Ce morcellement du pouvoir, la profonde remise en question des croyances et des rites traditionnels par les coutumes locales (assimilées aux barbares) ainsi qu’un sentiment de gâchis entraine paradoxalement une ébullition philosophique et culturelle sans précédent. Ainsi dans le chaos des guerres civiles fleurissent les « cents écoles » cherchant à donner des solutions à la crise politique par l’étude de la conduite de l’Homme de façon positiviste. La philosophie classique chinoise apparaît dès lors dans les mouvements confucianiste, légiste, moïste, taoïste[2].

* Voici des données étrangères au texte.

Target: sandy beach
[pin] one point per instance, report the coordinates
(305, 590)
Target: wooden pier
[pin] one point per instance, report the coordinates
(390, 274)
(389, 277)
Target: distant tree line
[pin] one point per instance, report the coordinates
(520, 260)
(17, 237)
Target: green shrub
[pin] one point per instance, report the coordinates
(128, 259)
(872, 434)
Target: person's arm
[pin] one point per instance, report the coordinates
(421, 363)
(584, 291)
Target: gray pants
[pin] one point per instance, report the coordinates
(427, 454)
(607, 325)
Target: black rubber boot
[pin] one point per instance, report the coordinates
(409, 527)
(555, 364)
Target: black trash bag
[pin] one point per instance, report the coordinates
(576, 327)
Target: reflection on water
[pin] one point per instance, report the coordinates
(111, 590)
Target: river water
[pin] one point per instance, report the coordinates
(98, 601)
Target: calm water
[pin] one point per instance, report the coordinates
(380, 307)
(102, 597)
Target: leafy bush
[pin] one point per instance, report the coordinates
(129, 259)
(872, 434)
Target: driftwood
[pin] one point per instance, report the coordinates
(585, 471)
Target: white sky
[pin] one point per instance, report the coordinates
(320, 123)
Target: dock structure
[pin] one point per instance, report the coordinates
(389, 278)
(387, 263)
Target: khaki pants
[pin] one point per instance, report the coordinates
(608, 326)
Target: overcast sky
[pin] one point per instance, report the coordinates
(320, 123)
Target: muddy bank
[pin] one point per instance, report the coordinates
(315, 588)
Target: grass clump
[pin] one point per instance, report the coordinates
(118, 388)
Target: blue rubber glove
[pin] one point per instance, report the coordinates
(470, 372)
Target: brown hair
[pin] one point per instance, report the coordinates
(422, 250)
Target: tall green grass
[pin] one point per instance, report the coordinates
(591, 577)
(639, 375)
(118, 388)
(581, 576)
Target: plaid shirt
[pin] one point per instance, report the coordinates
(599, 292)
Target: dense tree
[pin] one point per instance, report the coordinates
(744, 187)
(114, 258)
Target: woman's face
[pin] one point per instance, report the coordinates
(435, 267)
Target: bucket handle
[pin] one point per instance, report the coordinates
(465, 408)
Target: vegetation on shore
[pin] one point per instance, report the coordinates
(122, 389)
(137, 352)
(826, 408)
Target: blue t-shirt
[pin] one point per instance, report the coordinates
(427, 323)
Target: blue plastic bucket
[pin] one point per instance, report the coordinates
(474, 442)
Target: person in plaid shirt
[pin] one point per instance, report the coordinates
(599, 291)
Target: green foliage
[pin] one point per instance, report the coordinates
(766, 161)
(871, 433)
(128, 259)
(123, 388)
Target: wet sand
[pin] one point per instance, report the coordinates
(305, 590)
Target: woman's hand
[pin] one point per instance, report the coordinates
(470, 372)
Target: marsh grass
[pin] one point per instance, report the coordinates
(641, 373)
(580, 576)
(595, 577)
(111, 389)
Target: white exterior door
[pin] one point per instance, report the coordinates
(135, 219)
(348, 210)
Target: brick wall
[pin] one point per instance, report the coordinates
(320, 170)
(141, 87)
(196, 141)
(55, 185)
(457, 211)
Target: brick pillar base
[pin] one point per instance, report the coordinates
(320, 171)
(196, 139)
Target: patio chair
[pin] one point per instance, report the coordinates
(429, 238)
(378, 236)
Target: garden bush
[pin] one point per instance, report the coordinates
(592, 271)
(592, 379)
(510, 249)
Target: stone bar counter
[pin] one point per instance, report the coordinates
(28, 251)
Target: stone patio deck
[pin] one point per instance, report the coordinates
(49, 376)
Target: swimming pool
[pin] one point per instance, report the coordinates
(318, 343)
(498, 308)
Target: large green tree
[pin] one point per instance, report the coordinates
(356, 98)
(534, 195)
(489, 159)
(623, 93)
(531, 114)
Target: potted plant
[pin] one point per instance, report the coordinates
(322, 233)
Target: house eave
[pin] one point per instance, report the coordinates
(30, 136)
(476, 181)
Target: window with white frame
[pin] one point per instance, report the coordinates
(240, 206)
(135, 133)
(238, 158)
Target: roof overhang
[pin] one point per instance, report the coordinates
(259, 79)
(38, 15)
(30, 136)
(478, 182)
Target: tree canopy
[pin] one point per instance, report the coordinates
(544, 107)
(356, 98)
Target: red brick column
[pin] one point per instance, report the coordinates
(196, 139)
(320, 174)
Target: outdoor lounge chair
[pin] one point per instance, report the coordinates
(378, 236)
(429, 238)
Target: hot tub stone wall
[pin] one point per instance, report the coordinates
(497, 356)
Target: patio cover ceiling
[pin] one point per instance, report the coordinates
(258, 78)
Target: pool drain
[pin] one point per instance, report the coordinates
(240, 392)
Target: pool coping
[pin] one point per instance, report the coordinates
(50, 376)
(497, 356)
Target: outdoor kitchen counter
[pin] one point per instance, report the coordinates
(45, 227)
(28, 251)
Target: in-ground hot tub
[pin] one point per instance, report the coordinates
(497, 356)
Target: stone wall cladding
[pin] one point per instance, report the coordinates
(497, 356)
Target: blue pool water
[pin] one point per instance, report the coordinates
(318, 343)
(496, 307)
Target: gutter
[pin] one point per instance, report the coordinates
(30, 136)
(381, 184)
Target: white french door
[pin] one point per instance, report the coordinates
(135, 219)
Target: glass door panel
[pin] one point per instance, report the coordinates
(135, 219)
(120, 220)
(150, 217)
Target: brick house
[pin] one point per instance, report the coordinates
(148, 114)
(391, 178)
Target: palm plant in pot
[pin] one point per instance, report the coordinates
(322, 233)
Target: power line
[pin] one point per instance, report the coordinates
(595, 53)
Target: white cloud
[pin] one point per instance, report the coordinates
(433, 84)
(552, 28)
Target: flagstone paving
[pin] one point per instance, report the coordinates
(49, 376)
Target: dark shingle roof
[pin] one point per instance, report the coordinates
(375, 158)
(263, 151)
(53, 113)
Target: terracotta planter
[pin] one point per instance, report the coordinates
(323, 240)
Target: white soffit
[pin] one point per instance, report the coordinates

Ci dessus de gauche à droite: Lao Tseu, Confucius et deux de leurs grands héritiers respectifs Zhuangzi (-370 à -287) et Mencius (-380 à -289). Bien que n’ayant pas vécu à l’époque des Han, les deux grands maitres verront leurs oeuvres leur survivre par la mise en place de véritables structures de conservation, commentaire et diffusion qui fonderont les bases de la philosophie classique chinoise à la période des Han.

De la même façon les guerres civiles vont profondément transformer l’économie de l’empire en ce que les seigneurs locaux (y compris la maison impériale) cherchent toujours plus d’indépendance vis à vis des commerçants et des riches familles avec la mise en valeur de nouvelle terre et le perfectionnement des systèmes d’irrigations. Ainsi des pans plus larges de la population accèdent à l’enseignement et les fonctions administratives se démultiplient en fonction des divisions seigneuriales.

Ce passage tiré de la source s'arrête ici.